Austerity is not merely an unsavoury policy that the Tories happily carry out. Rather, it is an expression of the sorry state of British – and indeed global – capitalism.
Since bailing out the banks in 2008, the government can no longer afford the reforms won by the working class in the past. Hence the public sector is being outsourced wholesale to the likes of G4S, who run these services into the ground.
By opening up the public sector the market, the ruling class can now profit from areas previously off limits. Jeremy Corbyn has hinted at this, explaining that outsourcing leaves our public services “struggling after years of austerity and private contractors siphoning off profits from the public purse”.
Take back control
How do we break this vicious cycle?
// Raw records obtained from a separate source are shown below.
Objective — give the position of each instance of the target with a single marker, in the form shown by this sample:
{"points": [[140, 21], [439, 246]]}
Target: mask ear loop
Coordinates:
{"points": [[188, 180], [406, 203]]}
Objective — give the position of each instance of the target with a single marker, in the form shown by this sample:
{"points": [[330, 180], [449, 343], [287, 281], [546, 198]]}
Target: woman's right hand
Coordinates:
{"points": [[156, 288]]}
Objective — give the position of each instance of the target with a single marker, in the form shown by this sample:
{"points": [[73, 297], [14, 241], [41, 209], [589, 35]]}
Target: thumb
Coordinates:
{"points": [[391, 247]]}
By expropriating the wealth that has been created off the back of the working class and using this to breathe life into our downtrodden economy and failing services.
We cannot entrust this task to the Tories, who are clearly nothing but political handmaidens to the capitalists.
In order to provide public services with the resources they deserve – and to provide humane and rehabilitative treatment that prisoners need – we must take control of the key levers of the economy – the “commanding heights” – and put these in public hands.
This is why the original socialist Clause IV – “to secure for the workers by hand or by brain the full fruits of their industry… on the basis of the common ownership of the means of production, distribution and exchange…” – is even more relevant today that when it was introduced one hundred years ago.